Afghani Youth Activism. Member Spotlight: Safia Salar

Safia Salar is an Afghan student at the American University of Beirut in Beirut, Lebanon. She has organized youth-focused activist movements and seminars in Afghanistan, and is passionate about empowering young people. She hopes to help her family, who are stuck in Afghanistan. 

Youth Activism

Safia is originally from Kabul, Afghanistan, where she graduated from high school in 2018. During her time in school, she always held a job. Since she was six years old, Safia worked, largely doing manual labor, to support her family. From a young age, she learned the English language and computer skills in school, which she feels gave her a good foundation of skills for her future. In 2019, she joined a campaign of young people against noise pollution, which was an issue she had long been concerned with. Around this time, she also began organizing seminars for Kabul youth. These seminars focused on topics like leadership skills, female empowerment, youth empowerment, peacebuilding, and self-discovery, each of which lasted five days. In addition, she worked with the United States-based non-governmental organization Be the Change in organizing the seminars. In 2019, furthermore, Safia was applying for scholarships in order to attend university. She explains that this was a difficult process, and that she was passed over for one of the scholarships she most wanted. Ultimately, she was granted a scholarship to the American University in Beirut, where she now studies. This was a great achievement, she explains, as it was not an easy feat. She hopes “it’s a marker of bigger things in the future.”

Hometown Tragedy

Safia explains that it was difficult being an Afghan student at the American University in Beirut at the beginning of her time there, as there was and continues to be a stigma surrounding Afghanistan. She says that she was sometimes afraid to introduce herself as an Afghan in Beirut, because “when we were saying we were from Afghanistan the most words we were hearing were ‘Taliban,’ ‘terrorists,’ ‘war,’ ‘fighting,’ ‘violence.’” As difficult as this was, the discrimination Safia faced in Beirut was soon overshadowed.
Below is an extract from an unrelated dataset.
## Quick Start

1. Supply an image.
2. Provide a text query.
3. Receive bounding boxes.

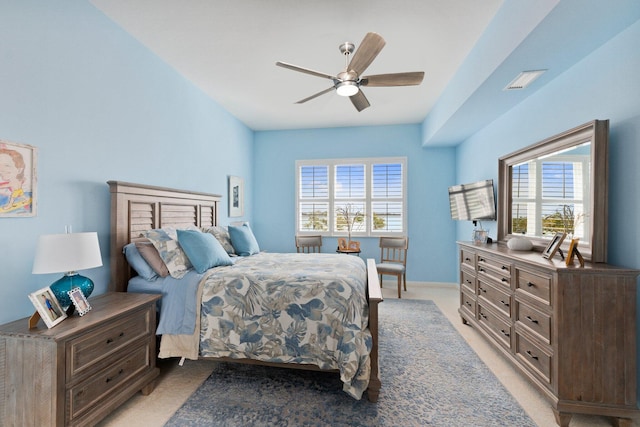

In August 2021, Kabul was taken over by the Taliban following the withdrawal of American troops from Afghanistan. The subsequent fall of Afghanistan as a whole has had a significant impact on Safia, whose family remains in Kabul. Because of the collapse of Afghanistan, she had to change her major to psychology from political science, which she had originally hoped to study in university. The violence her family is living through put her life in Beirut in perspective for Safia, who feels helpless to save her family. Her siblings are no longer able to go to school, making Safia even more grateful for her opportunities in Beirut. This, she says, is now her biggest challenge, one she has to face daily.

MBBI

In 2019, Safia was introduced to MBBI by an advisor that was helping her with her scholarship applications. Today, Safia appreciates the work MBBI does, recognizing that they work to save victims of conflict like her family. She is also passionate about issues like climate change, which MBBI also works to address and combat. She also looks up to other members who are involved in constructive mediation around the world. “Getting membership at MBBI is a big honor for me, because there are many, many successful people who have a lot of experiences in different countries. When I’ve joined the meetings in the past I have really enjoyed the meetings and hearing what people are doing.”